Depois de tomar um bom café com pão e manteiga e consultar a previsão do tempo, na lan mais próxima, voltei ao cais e a “Estrela” estava toda adernada pra boreste, por causa do peso da água da chuva, acumulada em apenas uma hora.
A primeira noite foi agitada, vento forte com freqüentes rajadas, pancadas de chuva, frio e nevoeiro. Para meu desconforto a “Estrela” passou a madrugada dançando e cantando a "Macarena" junto com os outros barcos:
"Dale a tu cuerpo alegria Macarena
Que tu cuerpo es pa' darle alegria y cosa buena
Dale a tu cuerpo alegria, Macarena
Hey Macarena"
Mas na noite seguinte Éolo ensandeceu e ela passou a dançar e cantar a Conga.
"Conga la conga
Conga conga conga
Oh, i like dancing everydays
Oh, you and me
All the times
El conga la conga quiero bailar"
É amigos, a Região dos Lagos/Costa do Sol é linda.
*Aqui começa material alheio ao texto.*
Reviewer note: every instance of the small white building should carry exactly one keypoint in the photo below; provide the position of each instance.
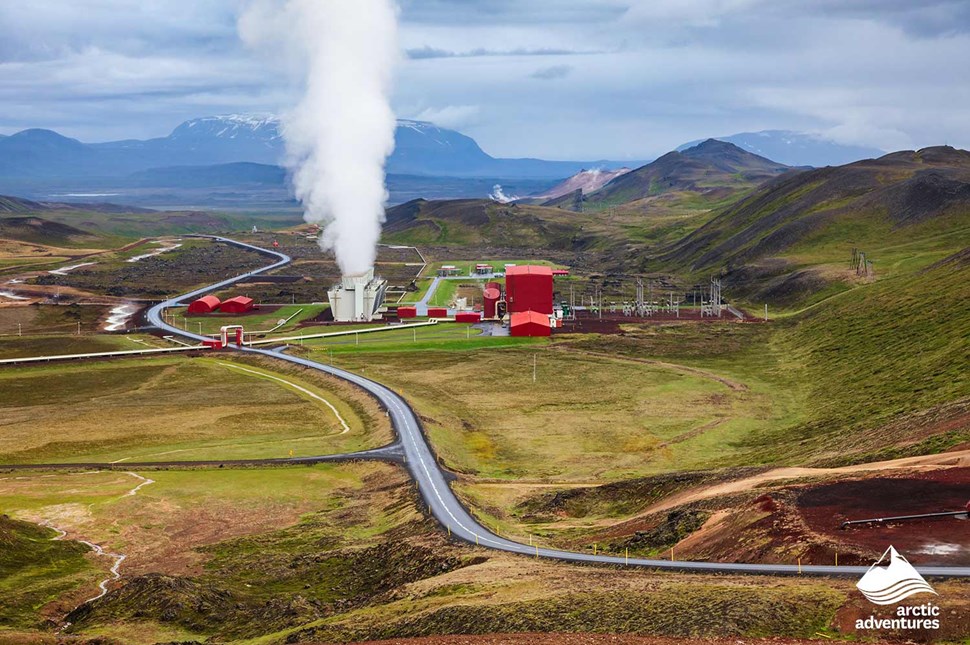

Linda e ao mesmo tempo inóspita. Mas o pior de tudo ainda não contei. A praia dos Anjos está se tornando a praia dos Demônios. Porque? Por causa dos navios e rebocadores, cada vez maiores, cada vez mais numerosos, cada vez mais assíduos, circulando ruidosamente num dos braços de MAR mais formosos da costa brasileira, a qualquer hora do dia ou da noite. Algo comparável a uma oficina auto-mecânica funcionando full time no alto do morro do Pão de Açúcar. Tem cabimento?
Ah, ia esquecendo de contar uma novidade, que deve aliviar meu amigo Fabio Collichio, que jamais admitiu que eu comesse comida fria a bordo da “Estrela d’Alva”, coisa que venho fazendo há quase quatro anos, com exceção da primeira aventura mais longa, que tentei realizar em 2004. Naquela ocasião levei um fogão a gás, cujo botijão me foi emprestado pelo meu fiel colaborador Aguavel*. Logo após abandonei a idéia de acender fogo a bordo, por falta de espaço e amor à segurança. Mas depois de ler os relatos de volta ao mundo, em solitário, do Slocum, do Moitessier e do Belov, decidi resgatar o privilégio/prazer da comida quente.
Orientado pelos meus amigos LowTech Humphrey e Maud, do inventado trimaram TRP, comprei um fogareiro a álcool, que enchi de fibra de vidro e fiz a festa durante essa última viagem. Tomei chá de camomila quente, sopa quente de cebola, de ervilha com bacon, de batata, mais um incrementado rizotto de atum.
Tudo bem agora, Fabio? Qualquer dia desses vou lhe convidar pra comer um bom ranguinho quente preparado por mim a bordo da Estrela. Topa?
Extrato da newsletter nº 19 de 2 de novembro de 2008 - projeto "Estrela d'Alva"
Não sou "do mar", mas me rendo a seus cantos e encantos. O mar de Arraial é o encantador mor, perfeito em tudo... lindo demais. Até as tempestades na Baleia!! Adorei seu post... Abraço.
ResponderExcluirTem razão Anônimo, o MAR, que eu e os franceses chamamos de a MAR é mesmo o máximo. Obra-prima da mãe-natureza! Berço e garantia de vida de todos os seres vivos do planeta. Pena que vem sendo poluída, corrompida, envenenada dia a dia pela doida raça humana. Em breve a MAR morrerá e com ela todos nós. Mas enquanto essa tragédia não acontece e enquanto eu tiver coragem, continuarei a velejar na paradisíaca Costa do Sol a bordo da minha querida "Estrela d'Alva", a canoa alada. Obrigado pela visita e volte sempre que desejar.